Abstrakt
In solid cancers, invasion and metastasis account for more than 90% of mortality. However, in the current armory of anticancer therapies, a specific category of anti-invasion and antimetastatic drugs is missing.
Here, we coin the term 'migrastatics' for drugs interfering with all modes of cancer cell invasion and metastasis, to distinguish this class from conventional cytostatic drugs, which are mainly directed against cell proliferation. We define actin polymerization and contractility as target mechanisms for migrastatics, and review candidate migrastatic drugs.
Critical assessment of these antimetastatic agents is warranted, because they may define new options for the treatment of solid cancers. Local invasion and metastasis, rather than clonal proliferation, are the dominant features of solid cancer.

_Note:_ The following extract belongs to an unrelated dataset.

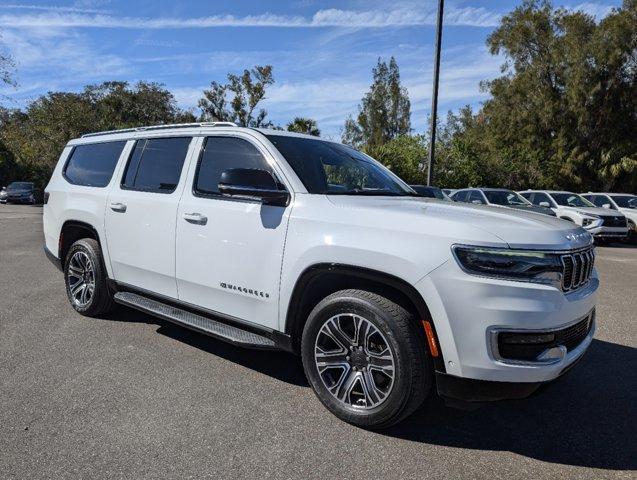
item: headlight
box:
[453,245,562,288]
[576,210,602,218]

However, a specific category of anti-invasion and antimetastatic drugs is missing for treatment of solid cancer. We propose the term 'migrastatics' for drugs interfering with all modes of cancer cell invasiveness and, consequently, with their ability to metastasize (e.g., inhibiting not only local invasion, but also extravasation and metastatic colonization).In solid cancer, drug resistance is the main cause of treatment failure, and is attributed to mutations of the target.
Since targeting the cause, although academically desirable, may be futile, a pragmatic and near-term option is to move downstream, to common denominators of cell migration and/or invasion, such as actin polymerization and actomyosin-mediated contractility.